I would like to give congrats to Miguel Cotto for an impressive victory.

In the 9th round the inevitable happened. Cotto cracked a left hook to the body, Foreman dropped on one knee and referee Mercante Jr jumped in to stop the fight at :42 seconds of the round. With the win Cotto who embraced his mother who entered the ring, improves to 35-2 with 28 knockouts while Foreman who suffered his first setback but had nothing to be ashamed of fell to 28-1 with 8 knockouts.

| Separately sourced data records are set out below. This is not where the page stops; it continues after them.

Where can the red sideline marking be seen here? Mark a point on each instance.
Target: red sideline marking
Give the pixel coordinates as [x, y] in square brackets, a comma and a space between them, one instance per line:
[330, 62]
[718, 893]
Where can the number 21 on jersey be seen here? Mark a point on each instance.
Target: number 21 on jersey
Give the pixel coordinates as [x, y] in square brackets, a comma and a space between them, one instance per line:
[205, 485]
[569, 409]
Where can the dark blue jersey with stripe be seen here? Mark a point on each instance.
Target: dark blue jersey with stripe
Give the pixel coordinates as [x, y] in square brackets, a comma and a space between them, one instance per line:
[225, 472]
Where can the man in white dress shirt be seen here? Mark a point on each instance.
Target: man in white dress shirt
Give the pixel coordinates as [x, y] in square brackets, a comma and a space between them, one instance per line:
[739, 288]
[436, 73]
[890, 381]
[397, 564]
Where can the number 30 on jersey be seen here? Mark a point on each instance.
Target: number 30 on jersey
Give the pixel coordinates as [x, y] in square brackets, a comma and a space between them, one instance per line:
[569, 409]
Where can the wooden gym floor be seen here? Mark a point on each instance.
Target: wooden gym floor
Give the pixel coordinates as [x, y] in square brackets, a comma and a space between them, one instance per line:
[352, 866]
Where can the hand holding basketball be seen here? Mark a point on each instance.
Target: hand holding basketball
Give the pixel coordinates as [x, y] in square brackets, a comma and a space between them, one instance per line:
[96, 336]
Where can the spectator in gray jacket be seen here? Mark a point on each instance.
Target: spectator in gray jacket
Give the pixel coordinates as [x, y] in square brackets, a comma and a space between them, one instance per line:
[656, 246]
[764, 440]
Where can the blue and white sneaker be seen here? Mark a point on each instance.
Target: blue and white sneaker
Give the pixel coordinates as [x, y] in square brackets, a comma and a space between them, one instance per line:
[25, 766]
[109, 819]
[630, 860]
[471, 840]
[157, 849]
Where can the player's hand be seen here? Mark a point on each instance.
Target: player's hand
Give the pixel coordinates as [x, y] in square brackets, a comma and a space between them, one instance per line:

Pacquiao who watched the fight intently said he thought it was “a very good fight” even as Koncz indicated that Pacquiao “thought it was a draw and a very close fight until Foreman got injured.”

In a post fight interview with Steve Farhood of HBO, Mercante said “There was no need to stop the fight” referring to the towel being thrown into the ring, adding that “they were in the middle of a great exchange, a great fight. People came to see a great fight and I felt like I did the right thing.”

The state-of-the art $1.4 billion Yankee Stadium in the heart of the Bronx was a sight to behold and recalled the glory days of boxing when the so-called cathedral of baseball saw fight fans thrill to the ring exploits of heavyweight champions Joe Louis, Gene Tunney, Jack Dempsey and undefeated Rocky Marciano as well as Sugar Ray Robinson considered by many as the greatest of all-time.

The old Yankee Stadium was the site almost 34 years ago of the third fight in the Muhammad Ali-Ken Norton trilogy which Ali won. With the Cotto-Foreman fight doing as well as it did following the almost 51,000 fans that watched Pacquiao whip Ghana’s Joshua Clottey at the Dallas Cowboys Stadium in Texas, promoter Bob Arum senses that the big stadiums will once again contribute to the continued resurgence of boxing.